Comment 38 for bug 666211

Revision history for this message
Ben Howard (darkmuggle-deactivatedaccount) wrote :

To concur with comment #37, I speculate that you have a slow EBS volume or you aren't able to commit things fast enough due to your heavy I/O. Performance of EBS volumes can vary widely. One thing to remember is that EBS disks _ARE NETWORK ATTACHED STORAGE_, and with that comes all the fun that network attached storage bring.

I think that you can do some tuning here and see where you get. Try setting the following sysctl settings (these will force uncommitted disks writes to be flushed sooner than later).

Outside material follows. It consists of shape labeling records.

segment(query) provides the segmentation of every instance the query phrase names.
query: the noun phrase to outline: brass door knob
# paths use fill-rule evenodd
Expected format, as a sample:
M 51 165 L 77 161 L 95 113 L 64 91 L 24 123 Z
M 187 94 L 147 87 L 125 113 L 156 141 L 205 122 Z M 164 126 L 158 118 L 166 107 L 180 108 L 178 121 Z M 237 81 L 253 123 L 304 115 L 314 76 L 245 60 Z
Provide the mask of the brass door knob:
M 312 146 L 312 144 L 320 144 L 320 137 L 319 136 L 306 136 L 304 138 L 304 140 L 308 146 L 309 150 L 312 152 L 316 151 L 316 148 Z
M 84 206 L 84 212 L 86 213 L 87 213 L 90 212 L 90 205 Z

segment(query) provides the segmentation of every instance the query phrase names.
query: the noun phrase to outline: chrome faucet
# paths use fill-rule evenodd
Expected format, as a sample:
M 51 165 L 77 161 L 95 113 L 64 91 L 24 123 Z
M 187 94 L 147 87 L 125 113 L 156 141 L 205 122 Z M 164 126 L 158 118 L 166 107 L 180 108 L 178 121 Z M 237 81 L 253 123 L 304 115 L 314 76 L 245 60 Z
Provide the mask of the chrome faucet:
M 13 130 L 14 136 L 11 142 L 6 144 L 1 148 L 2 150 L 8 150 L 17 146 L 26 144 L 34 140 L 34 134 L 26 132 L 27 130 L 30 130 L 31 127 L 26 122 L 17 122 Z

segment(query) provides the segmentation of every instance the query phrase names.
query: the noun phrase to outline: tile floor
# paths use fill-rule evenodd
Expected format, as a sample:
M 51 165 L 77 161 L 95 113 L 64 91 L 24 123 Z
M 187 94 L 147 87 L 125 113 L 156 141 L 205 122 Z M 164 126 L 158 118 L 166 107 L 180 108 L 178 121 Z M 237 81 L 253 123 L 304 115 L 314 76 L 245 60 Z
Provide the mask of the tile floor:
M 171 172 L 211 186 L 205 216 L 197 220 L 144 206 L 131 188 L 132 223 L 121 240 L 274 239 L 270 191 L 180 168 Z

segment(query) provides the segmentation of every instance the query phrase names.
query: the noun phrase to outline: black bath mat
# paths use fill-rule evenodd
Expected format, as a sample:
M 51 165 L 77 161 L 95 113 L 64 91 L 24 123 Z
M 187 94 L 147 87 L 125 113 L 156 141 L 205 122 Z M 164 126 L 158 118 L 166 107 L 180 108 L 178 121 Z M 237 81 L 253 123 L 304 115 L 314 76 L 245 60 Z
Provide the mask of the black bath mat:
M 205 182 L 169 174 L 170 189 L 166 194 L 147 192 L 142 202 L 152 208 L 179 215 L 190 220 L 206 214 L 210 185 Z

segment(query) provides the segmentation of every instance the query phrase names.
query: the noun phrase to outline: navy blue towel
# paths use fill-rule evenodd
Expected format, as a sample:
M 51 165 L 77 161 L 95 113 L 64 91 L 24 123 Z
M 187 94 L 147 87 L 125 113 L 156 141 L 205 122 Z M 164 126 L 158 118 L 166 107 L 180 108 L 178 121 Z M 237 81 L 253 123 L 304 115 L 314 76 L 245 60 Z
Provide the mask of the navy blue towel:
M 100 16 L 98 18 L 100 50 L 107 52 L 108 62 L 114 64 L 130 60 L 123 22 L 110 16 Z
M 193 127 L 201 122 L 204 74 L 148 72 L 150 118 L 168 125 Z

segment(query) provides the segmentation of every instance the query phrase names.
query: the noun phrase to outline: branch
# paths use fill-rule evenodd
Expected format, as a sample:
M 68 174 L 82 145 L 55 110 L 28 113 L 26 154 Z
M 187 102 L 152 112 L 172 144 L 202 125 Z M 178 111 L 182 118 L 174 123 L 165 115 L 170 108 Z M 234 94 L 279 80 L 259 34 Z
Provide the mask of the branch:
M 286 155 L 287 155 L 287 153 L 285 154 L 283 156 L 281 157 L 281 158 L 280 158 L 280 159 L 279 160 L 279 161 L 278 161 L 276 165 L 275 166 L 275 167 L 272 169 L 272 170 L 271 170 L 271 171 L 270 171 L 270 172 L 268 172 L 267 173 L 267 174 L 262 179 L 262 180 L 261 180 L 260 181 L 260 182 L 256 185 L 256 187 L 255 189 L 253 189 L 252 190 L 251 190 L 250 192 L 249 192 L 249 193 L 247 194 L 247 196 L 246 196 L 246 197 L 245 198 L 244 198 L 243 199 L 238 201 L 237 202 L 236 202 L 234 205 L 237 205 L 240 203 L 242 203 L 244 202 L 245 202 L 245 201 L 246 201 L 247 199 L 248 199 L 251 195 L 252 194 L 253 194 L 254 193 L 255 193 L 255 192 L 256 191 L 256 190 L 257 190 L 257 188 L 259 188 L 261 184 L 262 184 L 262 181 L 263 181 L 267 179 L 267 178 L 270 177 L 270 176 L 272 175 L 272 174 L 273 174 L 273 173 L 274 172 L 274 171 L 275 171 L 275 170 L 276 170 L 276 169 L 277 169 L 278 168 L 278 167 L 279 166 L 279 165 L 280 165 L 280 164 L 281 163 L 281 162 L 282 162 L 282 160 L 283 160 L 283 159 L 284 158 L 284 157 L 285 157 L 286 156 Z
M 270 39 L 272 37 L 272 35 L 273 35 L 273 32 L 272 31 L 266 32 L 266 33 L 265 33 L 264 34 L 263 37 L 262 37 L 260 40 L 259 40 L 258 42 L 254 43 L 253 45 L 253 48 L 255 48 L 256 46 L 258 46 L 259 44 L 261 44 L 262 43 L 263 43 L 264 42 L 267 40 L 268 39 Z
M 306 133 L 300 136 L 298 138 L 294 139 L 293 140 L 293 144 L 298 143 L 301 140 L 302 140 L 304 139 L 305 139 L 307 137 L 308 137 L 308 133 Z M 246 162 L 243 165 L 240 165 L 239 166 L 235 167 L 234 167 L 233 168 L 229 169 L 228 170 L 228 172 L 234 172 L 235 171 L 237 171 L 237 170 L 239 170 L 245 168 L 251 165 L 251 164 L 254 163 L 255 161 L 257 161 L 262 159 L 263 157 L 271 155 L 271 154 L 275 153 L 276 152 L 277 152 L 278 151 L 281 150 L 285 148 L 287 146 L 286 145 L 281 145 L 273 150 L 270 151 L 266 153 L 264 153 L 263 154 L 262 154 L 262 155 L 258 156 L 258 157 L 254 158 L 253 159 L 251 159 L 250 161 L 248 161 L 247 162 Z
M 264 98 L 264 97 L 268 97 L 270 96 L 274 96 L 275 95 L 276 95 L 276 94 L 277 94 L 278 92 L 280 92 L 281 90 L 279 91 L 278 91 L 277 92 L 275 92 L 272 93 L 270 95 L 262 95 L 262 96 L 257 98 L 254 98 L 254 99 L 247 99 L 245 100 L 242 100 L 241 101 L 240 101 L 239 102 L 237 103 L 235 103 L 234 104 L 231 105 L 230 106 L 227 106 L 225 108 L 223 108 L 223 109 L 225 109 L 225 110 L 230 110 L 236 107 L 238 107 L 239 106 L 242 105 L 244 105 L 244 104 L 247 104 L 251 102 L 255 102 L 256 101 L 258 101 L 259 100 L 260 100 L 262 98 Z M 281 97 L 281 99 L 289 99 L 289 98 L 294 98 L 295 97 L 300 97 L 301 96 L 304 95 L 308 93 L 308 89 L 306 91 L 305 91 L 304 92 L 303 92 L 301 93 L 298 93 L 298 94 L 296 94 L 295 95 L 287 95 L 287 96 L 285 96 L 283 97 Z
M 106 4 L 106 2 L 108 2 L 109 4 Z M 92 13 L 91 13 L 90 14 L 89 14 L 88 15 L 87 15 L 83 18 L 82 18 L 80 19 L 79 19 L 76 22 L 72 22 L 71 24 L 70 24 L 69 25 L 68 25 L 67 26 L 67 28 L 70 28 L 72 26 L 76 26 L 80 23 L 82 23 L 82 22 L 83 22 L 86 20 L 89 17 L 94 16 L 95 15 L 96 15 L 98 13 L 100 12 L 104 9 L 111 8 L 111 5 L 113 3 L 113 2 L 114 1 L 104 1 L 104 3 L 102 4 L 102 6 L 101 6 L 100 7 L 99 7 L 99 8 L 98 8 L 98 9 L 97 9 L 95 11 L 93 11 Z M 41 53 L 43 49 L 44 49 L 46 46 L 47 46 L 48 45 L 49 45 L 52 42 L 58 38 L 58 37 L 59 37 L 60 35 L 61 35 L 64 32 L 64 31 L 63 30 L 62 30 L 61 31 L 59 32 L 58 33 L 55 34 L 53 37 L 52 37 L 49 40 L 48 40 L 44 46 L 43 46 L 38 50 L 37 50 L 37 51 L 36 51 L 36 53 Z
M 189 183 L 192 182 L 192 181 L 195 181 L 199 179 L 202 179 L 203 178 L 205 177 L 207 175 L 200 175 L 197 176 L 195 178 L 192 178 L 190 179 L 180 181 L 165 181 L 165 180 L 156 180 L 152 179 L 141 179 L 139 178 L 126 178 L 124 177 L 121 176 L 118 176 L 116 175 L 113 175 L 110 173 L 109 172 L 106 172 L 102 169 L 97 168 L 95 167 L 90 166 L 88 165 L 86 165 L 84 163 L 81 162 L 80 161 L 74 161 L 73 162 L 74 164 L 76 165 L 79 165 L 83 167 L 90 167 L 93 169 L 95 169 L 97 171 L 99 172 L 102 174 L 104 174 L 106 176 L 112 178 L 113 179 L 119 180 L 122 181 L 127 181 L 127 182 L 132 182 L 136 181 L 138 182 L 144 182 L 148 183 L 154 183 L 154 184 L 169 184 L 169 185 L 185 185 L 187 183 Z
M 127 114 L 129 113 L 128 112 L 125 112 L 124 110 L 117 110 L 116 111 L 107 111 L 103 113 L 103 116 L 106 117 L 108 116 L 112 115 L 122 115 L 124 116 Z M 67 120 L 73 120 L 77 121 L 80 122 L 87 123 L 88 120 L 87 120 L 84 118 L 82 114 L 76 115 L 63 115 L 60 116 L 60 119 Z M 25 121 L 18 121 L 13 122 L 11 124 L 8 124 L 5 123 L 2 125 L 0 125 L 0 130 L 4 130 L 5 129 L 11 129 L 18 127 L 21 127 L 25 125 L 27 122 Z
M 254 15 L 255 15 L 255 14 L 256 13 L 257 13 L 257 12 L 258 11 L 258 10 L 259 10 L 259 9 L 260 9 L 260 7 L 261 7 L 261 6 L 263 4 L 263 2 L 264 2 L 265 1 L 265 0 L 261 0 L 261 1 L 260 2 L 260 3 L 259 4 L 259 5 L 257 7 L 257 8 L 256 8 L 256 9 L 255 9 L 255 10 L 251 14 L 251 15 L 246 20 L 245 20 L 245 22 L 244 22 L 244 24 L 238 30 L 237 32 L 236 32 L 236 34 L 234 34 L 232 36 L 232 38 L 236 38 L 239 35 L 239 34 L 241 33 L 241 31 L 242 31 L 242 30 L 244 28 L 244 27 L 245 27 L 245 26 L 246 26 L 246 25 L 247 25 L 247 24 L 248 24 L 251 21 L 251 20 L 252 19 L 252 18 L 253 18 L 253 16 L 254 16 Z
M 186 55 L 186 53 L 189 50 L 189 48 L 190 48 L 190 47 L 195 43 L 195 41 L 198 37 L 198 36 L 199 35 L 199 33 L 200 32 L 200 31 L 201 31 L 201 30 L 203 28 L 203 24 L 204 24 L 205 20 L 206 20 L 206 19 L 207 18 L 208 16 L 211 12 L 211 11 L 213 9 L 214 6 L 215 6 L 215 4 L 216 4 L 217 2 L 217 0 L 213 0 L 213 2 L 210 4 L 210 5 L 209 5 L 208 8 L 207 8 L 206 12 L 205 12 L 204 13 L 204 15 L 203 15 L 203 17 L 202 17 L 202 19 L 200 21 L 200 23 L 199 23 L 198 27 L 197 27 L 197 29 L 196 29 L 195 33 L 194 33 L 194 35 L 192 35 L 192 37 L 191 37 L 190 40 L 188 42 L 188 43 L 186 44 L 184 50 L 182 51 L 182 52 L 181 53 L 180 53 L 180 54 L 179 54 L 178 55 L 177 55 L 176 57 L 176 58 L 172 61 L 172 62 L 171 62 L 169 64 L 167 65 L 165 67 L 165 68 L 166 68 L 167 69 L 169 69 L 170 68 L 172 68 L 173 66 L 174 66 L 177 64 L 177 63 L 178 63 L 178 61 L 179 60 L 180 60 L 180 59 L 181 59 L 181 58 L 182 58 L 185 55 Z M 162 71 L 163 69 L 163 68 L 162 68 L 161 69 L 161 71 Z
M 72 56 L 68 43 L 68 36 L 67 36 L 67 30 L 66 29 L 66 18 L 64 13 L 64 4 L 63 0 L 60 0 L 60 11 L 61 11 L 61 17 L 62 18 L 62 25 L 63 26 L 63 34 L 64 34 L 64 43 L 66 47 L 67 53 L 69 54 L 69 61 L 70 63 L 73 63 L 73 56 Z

You can play with the settings, as this is a delicate balance between performance and being safe.
vm.dirty_writeback_centisecs = 300 ( force flush after three seconds )
vm.dirty_ratio = 5 ( no more 3% of memory can be dirty pages )

My hunch is that you are using at least a m1.large or c1.meduim (at the least) and you saturating the network links used to flush the disk writes, while at the same time pulling more information onto the disk(s), preventing the flush from completing. The default settings on Maverick allow for 20% of memory and 5 seconds when flushing. Reducing the ratios will affect your performance, but I suspect that it will stabilize your system to make sure that everything gets to disk.

Another tactic would be use to ephemeral store as a "temp" directory -- push your data to the emphemeral storage and when it is ready for permance, commit it to the RAIDed EBS volumes.